The pot’s always on at Cally’s Teas, and this Edmonton neighbourhood tea shop couldn’t be more inviting. Welcomed in with a warm brew, customers can peruse the shop’s eclectic wares – Japanese pots, Finnish bags, teacup shard jewellery – and contemplate rooibos vs. oolong . . . hmm . . . or perhaps Earl Grey Cream. All of which are made extra-special when owner Cally Slater-Dowson wraps the teas in her signature silver bags and paper, stickers and ribbons. We figured February is the perfect time to discover a new tea flavour or two, so we met with her to talk tea, sip a bit and beat the late-winter blues.

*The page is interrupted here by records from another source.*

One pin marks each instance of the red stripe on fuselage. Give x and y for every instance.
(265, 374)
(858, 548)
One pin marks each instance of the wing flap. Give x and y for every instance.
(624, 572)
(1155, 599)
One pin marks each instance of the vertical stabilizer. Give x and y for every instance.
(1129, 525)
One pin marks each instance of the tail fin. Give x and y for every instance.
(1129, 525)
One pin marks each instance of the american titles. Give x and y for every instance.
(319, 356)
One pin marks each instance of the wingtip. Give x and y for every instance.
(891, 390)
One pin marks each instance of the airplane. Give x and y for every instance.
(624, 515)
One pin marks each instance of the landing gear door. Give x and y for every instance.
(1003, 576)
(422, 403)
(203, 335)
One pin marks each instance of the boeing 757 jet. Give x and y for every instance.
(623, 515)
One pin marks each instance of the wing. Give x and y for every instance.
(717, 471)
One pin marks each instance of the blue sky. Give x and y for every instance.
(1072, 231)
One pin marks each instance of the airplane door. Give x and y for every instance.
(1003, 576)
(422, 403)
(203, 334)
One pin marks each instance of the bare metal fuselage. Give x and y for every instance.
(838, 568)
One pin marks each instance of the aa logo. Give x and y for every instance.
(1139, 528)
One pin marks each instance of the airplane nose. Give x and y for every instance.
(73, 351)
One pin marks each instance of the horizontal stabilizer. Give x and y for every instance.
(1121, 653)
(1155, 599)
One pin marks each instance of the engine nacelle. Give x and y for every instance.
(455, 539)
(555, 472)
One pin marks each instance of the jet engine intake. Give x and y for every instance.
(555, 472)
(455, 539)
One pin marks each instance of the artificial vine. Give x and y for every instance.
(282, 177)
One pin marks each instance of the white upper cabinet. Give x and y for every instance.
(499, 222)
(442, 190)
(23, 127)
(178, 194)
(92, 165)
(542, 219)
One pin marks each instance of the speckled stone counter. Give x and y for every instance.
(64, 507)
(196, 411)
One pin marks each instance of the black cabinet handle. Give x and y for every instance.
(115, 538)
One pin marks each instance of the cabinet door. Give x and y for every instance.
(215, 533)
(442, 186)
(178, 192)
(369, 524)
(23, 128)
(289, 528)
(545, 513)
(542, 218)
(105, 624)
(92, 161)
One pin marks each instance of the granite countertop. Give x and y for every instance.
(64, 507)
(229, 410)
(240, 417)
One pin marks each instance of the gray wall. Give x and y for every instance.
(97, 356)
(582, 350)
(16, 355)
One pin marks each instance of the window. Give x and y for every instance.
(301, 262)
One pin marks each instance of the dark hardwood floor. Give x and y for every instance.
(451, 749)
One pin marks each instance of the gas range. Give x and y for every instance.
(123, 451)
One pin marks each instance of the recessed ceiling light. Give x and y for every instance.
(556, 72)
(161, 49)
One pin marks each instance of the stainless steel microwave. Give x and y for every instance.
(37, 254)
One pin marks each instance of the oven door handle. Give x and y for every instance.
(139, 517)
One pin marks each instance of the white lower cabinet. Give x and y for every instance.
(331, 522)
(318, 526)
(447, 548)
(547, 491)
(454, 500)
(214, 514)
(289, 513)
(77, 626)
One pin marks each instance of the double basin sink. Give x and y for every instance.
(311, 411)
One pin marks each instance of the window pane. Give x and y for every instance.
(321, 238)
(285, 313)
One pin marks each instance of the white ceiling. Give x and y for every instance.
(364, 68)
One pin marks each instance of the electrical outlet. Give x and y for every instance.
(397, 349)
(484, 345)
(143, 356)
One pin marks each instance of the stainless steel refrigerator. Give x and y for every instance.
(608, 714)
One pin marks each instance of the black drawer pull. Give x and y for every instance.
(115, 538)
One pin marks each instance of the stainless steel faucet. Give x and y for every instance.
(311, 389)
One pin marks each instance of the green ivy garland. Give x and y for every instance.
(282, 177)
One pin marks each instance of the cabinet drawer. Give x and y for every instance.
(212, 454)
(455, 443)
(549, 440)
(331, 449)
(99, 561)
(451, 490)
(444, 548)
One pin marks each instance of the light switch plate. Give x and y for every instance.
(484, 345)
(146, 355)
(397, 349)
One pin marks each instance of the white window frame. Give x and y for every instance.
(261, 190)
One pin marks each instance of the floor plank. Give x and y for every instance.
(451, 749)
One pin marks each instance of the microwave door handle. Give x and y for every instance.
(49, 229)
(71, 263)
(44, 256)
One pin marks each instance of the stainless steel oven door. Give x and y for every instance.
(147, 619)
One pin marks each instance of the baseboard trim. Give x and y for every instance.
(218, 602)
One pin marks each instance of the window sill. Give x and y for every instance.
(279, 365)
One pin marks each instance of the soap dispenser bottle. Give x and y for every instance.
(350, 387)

WW How did you get involved with tea?
CS-D I sold tea at the Strathcona Market for a while, and, before that, I was a childcare consultant for the government – but I’ve drunk tea all my life. I fell in love with the varied smells of tea, and just got into it. Then in 2004, when I was doing the teas for Culina [restaurant], I was walking down 99th Street and saw this little space – I think it was once a martial arts studio – next to the Treestone Bakery and thought it would be a great location for a tea store. It’s such a varied community here, and lots of people were coming from across the city to the bakery. There’s also a nice little hair salon and a veterinarian in the same building. So it seemed like a good place.
WW It’s hard to imagine this space as a martial arts studio – it feels like something out of Alice in Wonderland. How did that happen?

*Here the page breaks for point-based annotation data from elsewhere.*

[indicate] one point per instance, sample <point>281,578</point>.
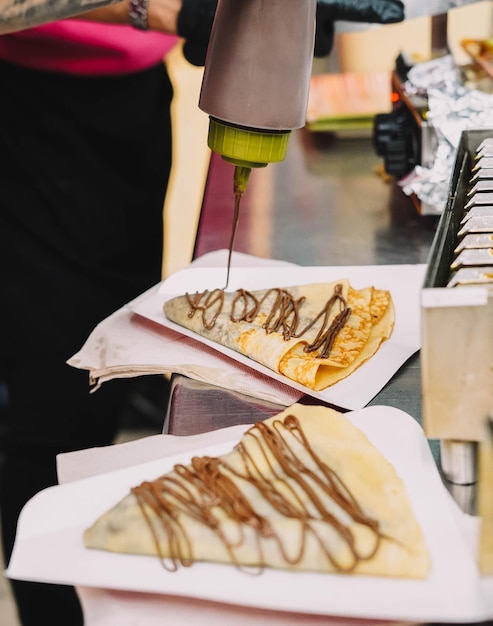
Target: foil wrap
<point>452,108</point>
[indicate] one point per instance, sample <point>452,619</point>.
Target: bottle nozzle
<point>241,176</point>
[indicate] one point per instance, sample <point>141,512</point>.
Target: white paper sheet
<point>49,545</point>
<point>403,281</point>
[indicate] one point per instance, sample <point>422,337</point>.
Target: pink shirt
<point>86,48</point>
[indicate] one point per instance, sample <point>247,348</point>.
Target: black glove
<point>194,25</point>
<point>330,11</point>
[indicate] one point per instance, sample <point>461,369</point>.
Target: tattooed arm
<point>162,14</point>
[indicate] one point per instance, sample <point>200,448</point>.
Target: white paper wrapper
<point>354,392</point>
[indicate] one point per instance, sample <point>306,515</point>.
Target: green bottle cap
<point>246,147</point>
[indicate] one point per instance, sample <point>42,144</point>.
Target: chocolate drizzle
<point>298,486</point>
<point>283,317</point>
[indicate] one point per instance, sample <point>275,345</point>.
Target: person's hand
<point>372,11</point>
<point>194,25</point>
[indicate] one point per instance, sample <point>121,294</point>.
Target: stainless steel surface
<point>458,462</point>
<point>459,459</point>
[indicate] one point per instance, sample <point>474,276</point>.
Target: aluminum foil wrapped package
<point>452,108</point>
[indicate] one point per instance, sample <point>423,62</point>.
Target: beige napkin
<point>125,345</point>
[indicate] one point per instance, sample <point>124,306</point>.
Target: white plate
<point>403,281</point>
<point>49,545</point>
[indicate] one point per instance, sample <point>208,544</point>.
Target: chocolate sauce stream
<point>234,228</point>
<point>208,489</point>
<point>283,316</point>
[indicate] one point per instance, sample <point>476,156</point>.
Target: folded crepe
<point>315,334</point>
<point>304,490</point>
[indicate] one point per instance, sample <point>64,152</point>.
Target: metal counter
<point>326,204</point>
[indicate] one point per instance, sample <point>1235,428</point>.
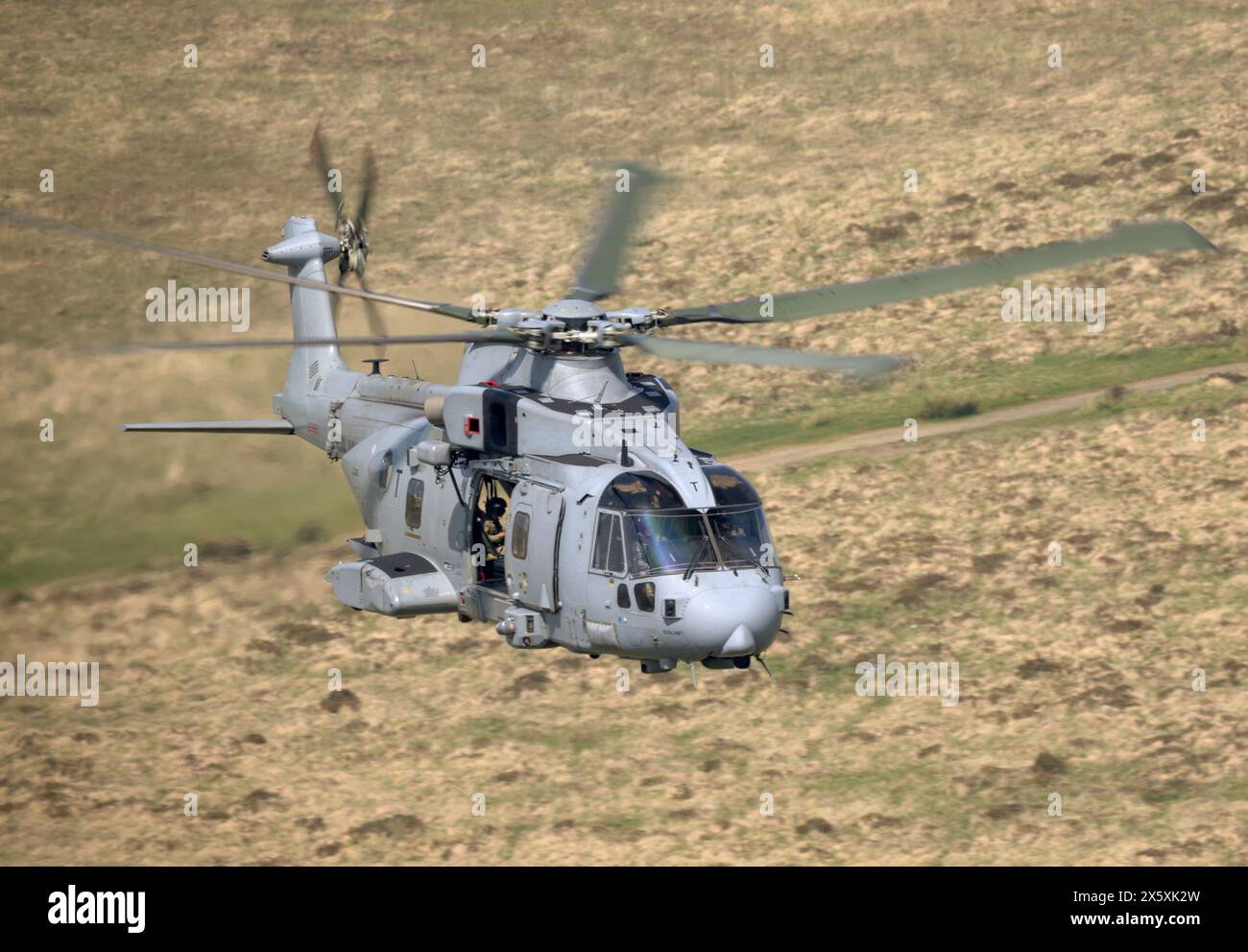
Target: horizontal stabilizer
<point>213,425</point>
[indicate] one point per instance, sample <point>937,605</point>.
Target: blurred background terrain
<point>1074,680</point>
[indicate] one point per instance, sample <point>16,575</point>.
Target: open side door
<point>533,545</point>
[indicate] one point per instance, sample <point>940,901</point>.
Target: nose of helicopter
<point>739,622</point>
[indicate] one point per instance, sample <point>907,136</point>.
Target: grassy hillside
<point>780,178</point>
<point>1074,680</point>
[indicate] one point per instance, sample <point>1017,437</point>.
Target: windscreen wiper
<point>756,561</point>
<point>693,563</point>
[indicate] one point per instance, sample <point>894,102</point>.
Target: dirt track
<point>891,440</point>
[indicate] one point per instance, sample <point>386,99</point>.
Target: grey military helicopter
<point>548,490</point>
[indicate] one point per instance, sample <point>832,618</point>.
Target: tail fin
<point>303,250</point>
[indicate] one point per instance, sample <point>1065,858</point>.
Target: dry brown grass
<point>781,178</point>
<point>1073,680</point>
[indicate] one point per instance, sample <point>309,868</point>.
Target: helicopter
<point>548,490</point>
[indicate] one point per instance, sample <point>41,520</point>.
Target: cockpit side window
<point>610,544</point>
<point>640,490</point>
<point>729,487</point>
<point>602,540</point>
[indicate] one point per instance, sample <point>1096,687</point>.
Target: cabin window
<point>415,502</point>
<point>520,536</point>
<point>644,591</point>
<point>610,545</point>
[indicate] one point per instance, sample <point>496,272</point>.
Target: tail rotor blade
<point>320,153</point>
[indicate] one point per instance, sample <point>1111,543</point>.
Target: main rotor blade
<point>606,256</point>
<point>714,352</point>
<point>1130,238</point>
<point>34,221</point>
<point>130,345</point>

CS-D I talked with Trevor Fermaniuk, an interior designer who is very talented, and told him, “I want a little jewel, but I want it to be friendly. And I want it to be Eurasian.” So he made a stage model and, based on that, he and Rob Buttery at Collectiv [art and design shop] in the Highlands came up with a great space.
WW How many varieties of tea do you sell?

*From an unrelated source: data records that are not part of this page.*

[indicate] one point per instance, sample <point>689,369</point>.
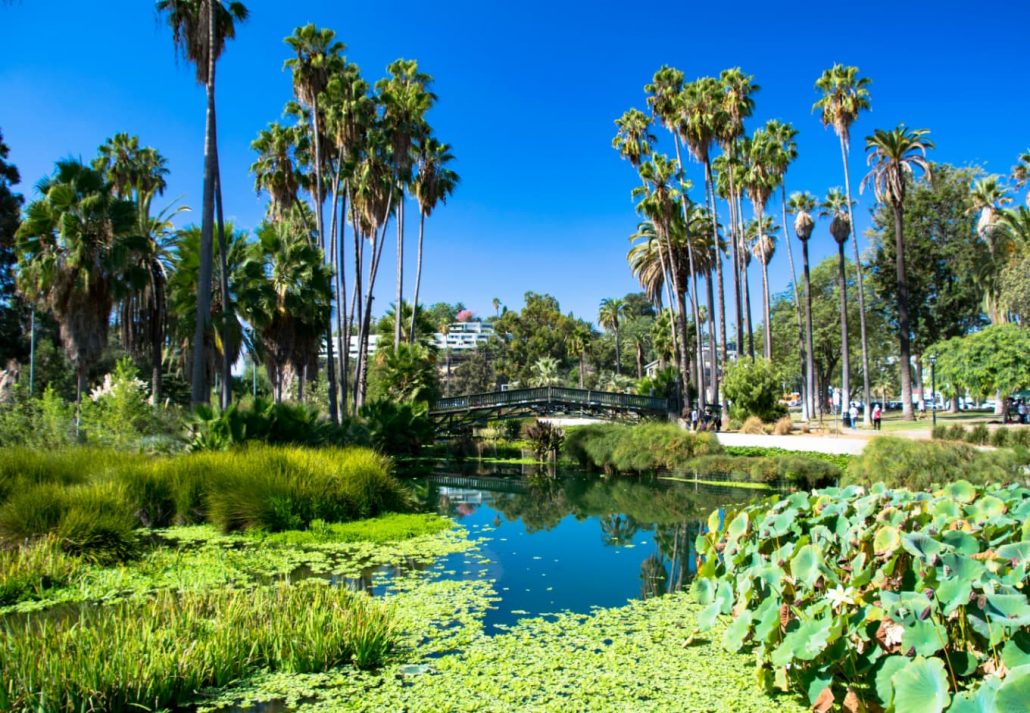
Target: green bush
<point>158,652</point>
<point>904,463</point>
<point>753,387</point>
<point>900,601</point>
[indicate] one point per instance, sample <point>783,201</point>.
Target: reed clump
<point>159,652</point>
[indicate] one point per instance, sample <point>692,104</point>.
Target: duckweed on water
<point>636,657</point>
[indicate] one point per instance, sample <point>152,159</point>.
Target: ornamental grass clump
<point>913,602</point>
<point>160,652</point>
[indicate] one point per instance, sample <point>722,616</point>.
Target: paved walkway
<point>850,445</point>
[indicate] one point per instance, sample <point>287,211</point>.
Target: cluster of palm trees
<point>91,244</point>
<point>680,241</point>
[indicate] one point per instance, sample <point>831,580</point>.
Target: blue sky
<point>528,93</point>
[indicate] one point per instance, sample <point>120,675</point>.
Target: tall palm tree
<point>845,96</point>
<point>406,99</point>
<point>762,237</point>
<point>433,184</point>
<point>893,157</point>
<point>759,181</point>
<point>664,96</point>
<point>72,249</point>
<point>610,316</point>
<point>989,198</point>
<point>1021,173</point>
<point>783,154</point>
<point>801,205</point>
<point>316,57</point>
<point>835,207</point>
<point>200,29</point>
<point>139,174</point>
<point>737,104</point>
<point>281,150</point>
<point>701,119</point>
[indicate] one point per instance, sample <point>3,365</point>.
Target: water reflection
<point>573,543</point>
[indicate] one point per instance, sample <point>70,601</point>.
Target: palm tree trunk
<point>845,349</point>
<point>399,311</point>
<point>805,382</point>
<point>903,326</point>
<point>418,277</point>
<point>810,360</point>
<point>866,396</point>
<point>199,388</point>
<point>227,366</point>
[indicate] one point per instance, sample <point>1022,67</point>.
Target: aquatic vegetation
<point>912,601</point>
<point>641,656</point>
<point>159,651</point>
<point>903,463</point>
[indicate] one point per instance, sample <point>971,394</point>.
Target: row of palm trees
<point>364,149</point>
<point>681,241</point>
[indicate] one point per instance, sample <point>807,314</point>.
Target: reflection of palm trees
<point>653,578</point>
<point>618,530</point>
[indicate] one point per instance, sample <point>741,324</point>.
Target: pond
<point>576,542</point>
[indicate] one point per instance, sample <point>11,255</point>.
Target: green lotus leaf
<point>805,565</point>
<point>921,686</point>
<point>1016,652</point>
<point>922,636</point>
<point>961,490</point>
<point>737,632</point>
<point>1014,693</point>
<point>884,685</point>
<point>922,546</point>
<point>887,540</point>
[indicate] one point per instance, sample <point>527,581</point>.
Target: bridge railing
<point>550,395</point>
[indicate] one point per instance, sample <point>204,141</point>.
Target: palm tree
<point>759,181</point>
<point>1021,173</point>
<point>72,249</point>
<point>284,293</point>
<point>138,174</point>
<point>835,207</point>
<point>893,157</point>
<point>801,205</point>
<point>784,151</point>
<point>434,183</point>
<point>406,99</point>
<point>280,153</point>
<point>762,237</point>
<point>845,96</point>
<point>317,56</point>
<point>200,29</point>
<point>609,315</point>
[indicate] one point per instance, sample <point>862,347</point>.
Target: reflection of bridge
<point>547,401</point>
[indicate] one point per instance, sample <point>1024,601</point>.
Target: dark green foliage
<point>397,429</point>
<point>900,600</point>
<point>904,463</point>
<point>158,652</point>
<point>637,448</point>
<point>266,421</point>
<point>753,387</point>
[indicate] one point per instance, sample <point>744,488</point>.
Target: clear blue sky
<point>528,92</point>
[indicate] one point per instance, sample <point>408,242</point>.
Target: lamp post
<point>933,386</point>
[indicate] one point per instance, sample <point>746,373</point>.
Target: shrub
<point>903,463</point>
<point>158,652</point>
<point>753,387</point>
<point>754,426</point>
<point>897,600</point>
<point>783,427</point>
<point>979,434</point>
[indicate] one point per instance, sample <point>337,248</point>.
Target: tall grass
<point>159,652</point>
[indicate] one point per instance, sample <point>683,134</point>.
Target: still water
<point>575,543</point>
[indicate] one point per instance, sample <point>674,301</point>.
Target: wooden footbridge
<point>460,412</point>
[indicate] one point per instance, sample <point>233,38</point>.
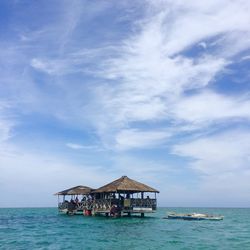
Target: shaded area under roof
<point>76,190</point>
<point>125,184</point>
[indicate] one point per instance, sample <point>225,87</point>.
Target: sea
<point>44,228</point>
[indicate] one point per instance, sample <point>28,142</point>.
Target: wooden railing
<point>106,204</point>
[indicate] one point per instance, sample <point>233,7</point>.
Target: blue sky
<point>156,90</point>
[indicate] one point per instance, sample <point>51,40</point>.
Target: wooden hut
<point>124,196</point>
<point>78,201</point>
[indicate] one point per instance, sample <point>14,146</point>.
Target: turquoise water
<point>43,228</point>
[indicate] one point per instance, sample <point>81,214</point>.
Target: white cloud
<point>209,107</point>
<point>152,73</point>
<point>132,138</point>
<point>219,154</point>
<point>32,179</point>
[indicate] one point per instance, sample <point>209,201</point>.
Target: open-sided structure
<point>120,197</point>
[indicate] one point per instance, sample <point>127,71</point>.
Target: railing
<point>143,203</point>
<point>126,204</point>
<point>76,206</point>
<point>106,204</point>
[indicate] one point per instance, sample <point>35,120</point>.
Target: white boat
<point>193,216</point>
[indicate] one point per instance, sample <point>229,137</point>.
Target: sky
<point>158,90</point>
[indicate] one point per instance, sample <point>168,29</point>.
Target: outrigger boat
<point>193,216</point>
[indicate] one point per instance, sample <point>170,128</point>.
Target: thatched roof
<point>76,190</point>
<point>125,184</point>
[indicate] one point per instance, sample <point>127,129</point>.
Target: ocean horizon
<point>44,228</point>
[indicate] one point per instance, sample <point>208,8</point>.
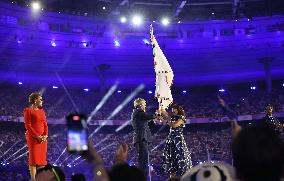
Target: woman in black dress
<point>176,157</point>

CS-D About 150, from seven different suppliers, one of which sources teas directly from China. I get great rooibos from a supplier in Calgary, and Taylors of Harrogate from England. There’s also an Inuit tea called Northern Delights from northern Quebec. They have unique flavours like Cloudberry, Crowberry and Juniper. I also have a saskatoon-berry tea, called Forbidden Fruits, from Wetaskiwin. And besides all those, we have about 18 of our own blends – many made with Alberta herbs, including “Maren’s Blend.” Maren, who used to work for me, developed it herself using organic spearmint, peppermint and lemon balm. She now works as a cook at Blue Plate Diner and is involved in all kinds of other interesting things.
WW How do you go about developing your own teas?
CS-D I often develop blends based on local products. Just recently I created a simple blend to celebrate my second anniversary here: maple cream tea and rose black tea with rose petals, called Strathcona Tea. Others are more complex, such as the one I created for Culina, Queen’s Jubilee. It has four black teas, from China, Africa, India and Ceylon, plus flowers and a bit of jasmine and bergamot. And though we always start with a flavour in mind, sometimes we end up with something totally different. For example, we have one blend called Irish English Breakfast Mistake that has two organic teas I mixed by accident. Now I have people coming back for it.